When the Adept set down the pen and looked at her work, she was amazed. A tentacle here, a few extra eyes there, splash some ink on the critical parts so it looks like an accident, shade some objects against the rules of perspective, and the entire image was transformed. It was twisted, chilling, and in no way human. But somehow, the original blind screaming sensuality remained, and that made the display all the more compelling. She had a vision of shaking hands copying out this picture in dark cellars, books sitting on shelves far from the light of day, and round-faced men lewdly whispering.
Of course, the Most Exalted Matriarchs would throw a hissy fit. Fatima giggled. It would be too late by then, and after all Adepts were permitted to execute their missions in their own style. She owed Abdul this much, and it would be more effective than outright censorship anyway.

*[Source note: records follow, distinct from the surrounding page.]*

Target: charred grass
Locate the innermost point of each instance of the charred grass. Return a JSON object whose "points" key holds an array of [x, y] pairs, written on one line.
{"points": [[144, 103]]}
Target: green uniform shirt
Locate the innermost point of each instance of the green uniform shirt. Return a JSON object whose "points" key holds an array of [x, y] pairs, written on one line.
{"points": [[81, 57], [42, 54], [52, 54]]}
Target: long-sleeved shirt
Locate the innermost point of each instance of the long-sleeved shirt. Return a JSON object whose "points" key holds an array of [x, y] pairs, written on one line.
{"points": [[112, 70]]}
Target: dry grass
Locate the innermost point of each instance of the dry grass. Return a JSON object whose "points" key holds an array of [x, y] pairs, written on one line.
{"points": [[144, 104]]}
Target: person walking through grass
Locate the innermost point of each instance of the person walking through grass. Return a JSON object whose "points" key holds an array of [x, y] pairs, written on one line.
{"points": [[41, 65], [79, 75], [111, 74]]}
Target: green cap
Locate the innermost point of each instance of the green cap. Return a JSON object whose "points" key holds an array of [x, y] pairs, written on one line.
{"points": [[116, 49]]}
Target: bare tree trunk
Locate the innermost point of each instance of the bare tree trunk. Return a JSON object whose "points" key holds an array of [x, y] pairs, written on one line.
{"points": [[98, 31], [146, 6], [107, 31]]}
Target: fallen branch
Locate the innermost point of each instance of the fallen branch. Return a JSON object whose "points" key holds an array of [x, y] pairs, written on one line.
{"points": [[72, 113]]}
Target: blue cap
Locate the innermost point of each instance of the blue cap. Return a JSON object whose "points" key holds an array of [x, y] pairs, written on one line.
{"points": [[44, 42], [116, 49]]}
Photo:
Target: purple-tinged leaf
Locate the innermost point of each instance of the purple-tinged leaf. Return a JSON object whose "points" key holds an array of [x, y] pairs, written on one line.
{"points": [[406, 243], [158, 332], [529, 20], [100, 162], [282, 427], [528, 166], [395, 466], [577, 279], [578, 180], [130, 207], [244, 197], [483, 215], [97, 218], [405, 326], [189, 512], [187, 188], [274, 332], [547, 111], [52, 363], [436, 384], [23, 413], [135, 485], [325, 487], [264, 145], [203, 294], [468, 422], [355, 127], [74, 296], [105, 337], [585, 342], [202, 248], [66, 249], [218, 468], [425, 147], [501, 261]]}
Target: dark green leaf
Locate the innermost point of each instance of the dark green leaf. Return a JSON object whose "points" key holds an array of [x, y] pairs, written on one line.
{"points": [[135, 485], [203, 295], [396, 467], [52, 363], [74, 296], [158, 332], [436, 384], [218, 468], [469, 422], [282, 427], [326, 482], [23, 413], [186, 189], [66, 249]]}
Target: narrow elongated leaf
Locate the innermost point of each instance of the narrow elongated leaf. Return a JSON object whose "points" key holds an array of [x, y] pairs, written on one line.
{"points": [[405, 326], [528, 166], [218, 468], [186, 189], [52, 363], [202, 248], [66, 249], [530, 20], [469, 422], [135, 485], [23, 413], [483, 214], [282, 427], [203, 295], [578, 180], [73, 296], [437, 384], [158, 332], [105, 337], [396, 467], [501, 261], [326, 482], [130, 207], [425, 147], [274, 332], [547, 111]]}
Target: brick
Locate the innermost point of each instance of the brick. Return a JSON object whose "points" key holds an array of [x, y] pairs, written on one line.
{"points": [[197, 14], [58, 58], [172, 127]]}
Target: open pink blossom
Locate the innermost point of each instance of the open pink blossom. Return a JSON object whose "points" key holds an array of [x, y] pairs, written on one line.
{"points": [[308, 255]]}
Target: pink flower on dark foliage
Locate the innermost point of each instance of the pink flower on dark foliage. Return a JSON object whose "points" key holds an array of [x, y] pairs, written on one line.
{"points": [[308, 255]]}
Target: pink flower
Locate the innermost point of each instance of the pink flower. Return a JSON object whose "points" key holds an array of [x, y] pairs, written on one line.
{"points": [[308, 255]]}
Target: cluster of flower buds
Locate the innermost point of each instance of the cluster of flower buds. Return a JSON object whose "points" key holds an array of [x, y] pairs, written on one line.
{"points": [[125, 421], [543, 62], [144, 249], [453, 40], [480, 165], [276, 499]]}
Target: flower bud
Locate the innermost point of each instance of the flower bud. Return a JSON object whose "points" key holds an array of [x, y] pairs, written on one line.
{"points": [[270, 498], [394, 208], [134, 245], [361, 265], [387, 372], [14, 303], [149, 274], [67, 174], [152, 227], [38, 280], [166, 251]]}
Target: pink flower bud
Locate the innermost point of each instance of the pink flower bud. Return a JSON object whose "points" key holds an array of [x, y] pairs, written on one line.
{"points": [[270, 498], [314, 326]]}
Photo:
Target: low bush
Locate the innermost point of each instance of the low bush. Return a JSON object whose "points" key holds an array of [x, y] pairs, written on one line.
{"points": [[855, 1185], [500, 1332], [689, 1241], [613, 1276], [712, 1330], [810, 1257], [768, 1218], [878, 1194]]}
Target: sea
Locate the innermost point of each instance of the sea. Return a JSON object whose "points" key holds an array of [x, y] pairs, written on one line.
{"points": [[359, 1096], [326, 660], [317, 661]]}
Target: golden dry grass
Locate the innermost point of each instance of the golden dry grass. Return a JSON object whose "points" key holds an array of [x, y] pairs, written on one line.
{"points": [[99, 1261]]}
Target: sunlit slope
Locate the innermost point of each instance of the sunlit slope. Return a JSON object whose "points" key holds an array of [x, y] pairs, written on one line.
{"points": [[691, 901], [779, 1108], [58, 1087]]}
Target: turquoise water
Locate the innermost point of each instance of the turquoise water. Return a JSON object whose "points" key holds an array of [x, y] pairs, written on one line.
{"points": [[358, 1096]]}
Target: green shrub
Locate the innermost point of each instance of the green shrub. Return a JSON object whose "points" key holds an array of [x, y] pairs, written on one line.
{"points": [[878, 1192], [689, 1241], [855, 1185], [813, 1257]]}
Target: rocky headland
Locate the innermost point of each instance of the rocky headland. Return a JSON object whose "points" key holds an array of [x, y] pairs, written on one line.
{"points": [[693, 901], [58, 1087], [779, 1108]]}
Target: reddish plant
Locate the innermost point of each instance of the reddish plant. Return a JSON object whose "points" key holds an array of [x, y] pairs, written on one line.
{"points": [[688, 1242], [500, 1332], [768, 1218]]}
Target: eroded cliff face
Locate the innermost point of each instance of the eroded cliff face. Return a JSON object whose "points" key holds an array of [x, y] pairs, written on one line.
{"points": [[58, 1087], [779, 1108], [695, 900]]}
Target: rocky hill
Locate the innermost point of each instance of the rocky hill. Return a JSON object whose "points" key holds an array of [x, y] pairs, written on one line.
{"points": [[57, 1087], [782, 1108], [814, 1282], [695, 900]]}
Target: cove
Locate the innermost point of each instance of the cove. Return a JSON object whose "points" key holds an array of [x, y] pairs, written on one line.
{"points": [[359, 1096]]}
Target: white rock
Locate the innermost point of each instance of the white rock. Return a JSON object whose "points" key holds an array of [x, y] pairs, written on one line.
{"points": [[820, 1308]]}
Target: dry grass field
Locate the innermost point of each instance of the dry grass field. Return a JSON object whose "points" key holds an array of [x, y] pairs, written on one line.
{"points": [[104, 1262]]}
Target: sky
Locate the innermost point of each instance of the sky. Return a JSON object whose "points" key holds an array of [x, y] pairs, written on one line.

After adulterating the remaining illustrations, and consuming a great deal more of her brother's dope, she proceeded to the text. Now she worked faster, and more freely, her spinning brain spewing nonsense words to replace the poet's plain language. She put in alien monsters, slyly altering his descriptions as she'd altered the accompanying pictures. She freely dribbled ink over the more obvious passages, figuring that the messier it looked, the more credibility it would eventually have.
Laughing madly, Fatima imagined her insane rantings and Abdul's sane ones, joined, as she'd learned, as merely physical man with woman never could be. Traveling to distant lands between leather covers; translated into languages not yet invented. These words, and her brother's name, would survive his twelve hundred thirty years, and longer.
And in all that time, the Adept thought to herself as she set down the pen and slipped out of the room and onto the street, the poor fools would scare themselves silly with talk of alternate universes and monsters from the stars. As they lost their power they'd blame it on crawling things from the Depths of Beyond. They'd never stop to think that her poor brother had meant "in your midst, living in your homes" to be taken literally. Men always expect trouble to be alien. Like the noises in the night, that couldn't be made by ordinary bugs, they had to be supernatural.
Fatima had replaced the veil over her face, so no man saw the smile that twisted her pretty red lips. It would be a long strange trip through the centuries, but Man would learn his folly someday. Yes, she thought, it may take twelve hundred and thirty years and more, but our day will come.